6

I am trying to write code to compare two string. In windows i can use strcmp but i want write for multibyte character string so that it compatible to all other platform Can i use memcmp? if no then is there any other API i can use or i need to write my own API.

Suri
  • 3,287
  • 9
  • 45
  • 75

3 Answers3

5

You have to be careful. I'm not an expert on Unicode/multi byte encodings, but I know that with diacritics sometimes two strings can be considered equal when their bytes are not exactly the same. It's recommended to use pre-tested APIs, because string encodings can get pretty messy.

See the old new thing on case mapping. I can't think of a reference for the diacritics but if I do I'll post it.

parkovski
  • 1,503
  • 10
  • 13
  • This is correct. For some cases, a `memcmp` will work. For 100% correctness, and especially if Unicode in any form is involved, `memcmp` will not work. Even simple characters like `é` can be represented more than one way--either as `é` (one Unicode character), or as `´` combined with `e` (in two Unicode characters). Most of the time, these don't get mixed and matched, so you might not see any problems at first, but eventually it will bite you. – StilesCrisis Feb 27 '12 at 06:38
  • Another way in which strings could be 'considered' equal, but not byte-equal is if your comparison is case invariant.
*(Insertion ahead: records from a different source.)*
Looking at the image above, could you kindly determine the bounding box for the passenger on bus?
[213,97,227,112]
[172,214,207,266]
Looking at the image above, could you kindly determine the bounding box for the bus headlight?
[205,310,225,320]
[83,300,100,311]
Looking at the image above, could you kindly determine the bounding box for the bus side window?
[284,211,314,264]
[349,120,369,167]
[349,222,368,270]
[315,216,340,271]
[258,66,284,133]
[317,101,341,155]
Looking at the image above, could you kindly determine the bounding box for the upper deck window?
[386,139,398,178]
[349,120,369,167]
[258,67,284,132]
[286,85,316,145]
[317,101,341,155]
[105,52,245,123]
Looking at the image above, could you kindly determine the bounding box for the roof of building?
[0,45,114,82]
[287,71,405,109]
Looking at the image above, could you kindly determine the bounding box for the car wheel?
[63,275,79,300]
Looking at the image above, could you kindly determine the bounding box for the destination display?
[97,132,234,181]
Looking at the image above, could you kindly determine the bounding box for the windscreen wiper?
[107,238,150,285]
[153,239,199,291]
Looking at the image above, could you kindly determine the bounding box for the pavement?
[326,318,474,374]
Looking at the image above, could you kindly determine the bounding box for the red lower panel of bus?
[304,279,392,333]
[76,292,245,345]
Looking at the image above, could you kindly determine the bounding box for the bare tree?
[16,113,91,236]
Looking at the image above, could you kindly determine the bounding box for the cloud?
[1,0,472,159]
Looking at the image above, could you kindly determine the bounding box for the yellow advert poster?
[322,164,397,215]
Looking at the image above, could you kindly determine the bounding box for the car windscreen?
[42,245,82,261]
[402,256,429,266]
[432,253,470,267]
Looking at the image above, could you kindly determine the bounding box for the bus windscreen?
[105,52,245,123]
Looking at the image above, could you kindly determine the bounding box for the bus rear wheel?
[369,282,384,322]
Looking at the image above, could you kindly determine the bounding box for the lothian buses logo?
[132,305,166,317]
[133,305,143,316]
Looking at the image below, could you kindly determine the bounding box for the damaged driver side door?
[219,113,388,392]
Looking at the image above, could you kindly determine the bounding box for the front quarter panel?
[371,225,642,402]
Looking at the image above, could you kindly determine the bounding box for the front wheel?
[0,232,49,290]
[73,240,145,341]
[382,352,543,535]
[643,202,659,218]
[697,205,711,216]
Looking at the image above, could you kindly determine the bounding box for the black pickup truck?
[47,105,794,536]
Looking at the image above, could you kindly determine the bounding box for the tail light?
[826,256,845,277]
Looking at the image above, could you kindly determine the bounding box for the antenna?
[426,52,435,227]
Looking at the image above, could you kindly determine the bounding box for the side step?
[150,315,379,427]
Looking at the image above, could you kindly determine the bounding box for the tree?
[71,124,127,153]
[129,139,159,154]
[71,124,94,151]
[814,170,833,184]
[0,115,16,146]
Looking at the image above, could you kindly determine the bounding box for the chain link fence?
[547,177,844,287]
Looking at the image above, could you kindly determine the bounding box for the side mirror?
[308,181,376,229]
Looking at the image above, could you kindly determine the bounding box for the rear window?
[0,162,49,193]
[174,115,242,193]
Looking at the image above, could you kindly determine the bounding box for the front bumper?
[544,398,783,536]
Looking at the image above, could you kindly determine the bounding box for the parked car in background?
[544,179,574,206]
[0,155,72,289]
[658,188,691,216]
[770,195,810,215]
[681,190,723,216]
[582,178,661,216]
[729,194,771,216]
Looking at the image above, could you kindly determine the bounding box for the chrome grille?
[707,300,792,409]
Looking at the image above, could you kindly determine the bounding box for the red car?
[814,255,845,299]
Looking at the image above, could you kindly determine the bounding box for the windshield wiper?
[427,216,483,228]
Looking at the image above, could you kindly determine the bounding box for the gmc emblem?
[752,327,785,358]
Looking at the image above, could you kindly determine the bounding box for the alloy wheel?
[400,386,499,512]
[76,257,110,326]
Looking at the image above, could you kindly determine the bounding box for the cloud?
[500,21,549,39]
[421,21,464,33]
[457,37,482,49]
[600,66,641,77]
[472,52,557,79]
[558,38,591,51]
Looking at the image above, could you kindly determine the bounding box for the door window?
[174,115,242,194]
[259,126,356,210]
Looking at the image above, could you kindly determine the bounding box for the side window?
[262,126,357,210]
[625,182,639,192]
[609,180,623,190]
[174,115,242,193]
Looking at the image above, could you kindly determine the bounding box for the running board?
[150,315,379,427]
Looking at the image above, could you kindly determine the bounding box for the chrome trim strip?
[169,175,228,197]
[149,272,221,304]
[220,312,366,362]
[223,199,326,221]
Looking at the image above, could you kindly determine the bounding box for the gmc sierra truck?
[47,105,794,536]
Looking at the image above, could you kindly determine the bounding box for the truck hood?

In this case you need to perform what is termed case folding, which allows comparison of upper case, lower case, title case, and case invariant glyphs (which, as stated above could be in memory represented as multiple code points... or not). – Bingo Feb 27 '12 at 06:44
  • Equal after normalization is not the same thing as equal. That's the whole point of normalization. OP was asking whether two strings strings are equal, not whether they are equivalent. – Ted Hopp Feb 27 '12 at 06:57
  • @Bingo: Case handling is worse. In Turkish the upper case of `i` is not `I`, it's `İ` (`I` with a dot above it) and the lower case of `I` isn't `i`, it's `ı` (dotless `i`), in which case you need to know the language in which a word is written. :) – Alexey Frunze Feb 27 '12 at 07:39
  • Here's a reference on the various Unicode normalization types (various ways that a character can be encoded). http://unicode.org/reports/tr15/#Introduction Note that UTF8 specifically requires the shortest-possible encoding for characters, but this is specific to UTF8, AFAIK--other types of Unicode are more lenient. – StilesCrisis Feb 27 '12 at 14:41
2

If the two strings are using the same encoding, you can use memcmp. If they are using UTF-8 and your strings don't contain the NULL character (U+0000), you could even use strcmp, since, in the absence of NULL itself, 0 does not appear in UTF-8 encoded strings. Another option is to convert your strings to wide characters using mbstowcs.

Ted Hopp
  • 232,168
  • 48
  • 399
  • 521
  • This will have false negatives--two identical strings can be encoded into different byte patterns. You need to compare with a Unicode savvy function. – StilesCrisis Feb 27 '12 at 06:40
  • @StilesCrisis - Can you provide an example of how identical strings can have different UTF-8 encodings? Or, for that matter, how this could happen with any other signle encoding (like ISO 8859-1)? I did make the point that the strings needed to be using the same encoding. – Ted Hopp Feb 27 '12 at 06:56
  • 1
    @Ted Hopp : With UTF-8, you may encode a character in overlong-form (a sequence that decodes to a value that should use a shorter sequence : this sentence is from wikipedia). In this case, memcmp returns wrong answer but UTF-8 aware compare function returns the right answer... – Malkocoglu Feb 27 '12 at 07:50
  • 2
    @Malkocoglu - As of Unicode version 3.0, the standard forbids the generation of non-shortest form UTF-8 sequences. (It's conformance clause C12 in the standard.) A string encoded with an overlong form is not using legal UTF-8 encoding. (The same Wikipedia page lists "overlong form" under the section [Invalid byte sequences](http://en.wikipedia.org/wiki/UTF-8#Invalid_byte_sequences).) – Ted Hopp Feb 27 '12 at 08:06
  • @Ted Hopp : If you use memcmp/strcmp for ill-formed UTF8 strings, they will return OK as if they were valid sequences. If you use an UTF8 aware compare function, it will/must return error if either of the strings is ill-formed. This was my point, I am against ill-formed UTF8 too... – Malkocoglu Feb 27 '12 at 09:21
  • "0 does not appear in UTF-8 encoded strings." This is wrong. The UTF-8 encoding of the code point 0 is 0x00 (one byte). – Sebastian Ullrich Jun 18 '18 at 11:39
  • @SebastianUllrich - Good point. I had overlooked that. I'll update my answer. – Ted Hopp Jun 18 '18 at 13:04
1

If the strings both use the same encoding, memcmp will work fine. Keep in mind that wide characters are different sizes on different platforms, however.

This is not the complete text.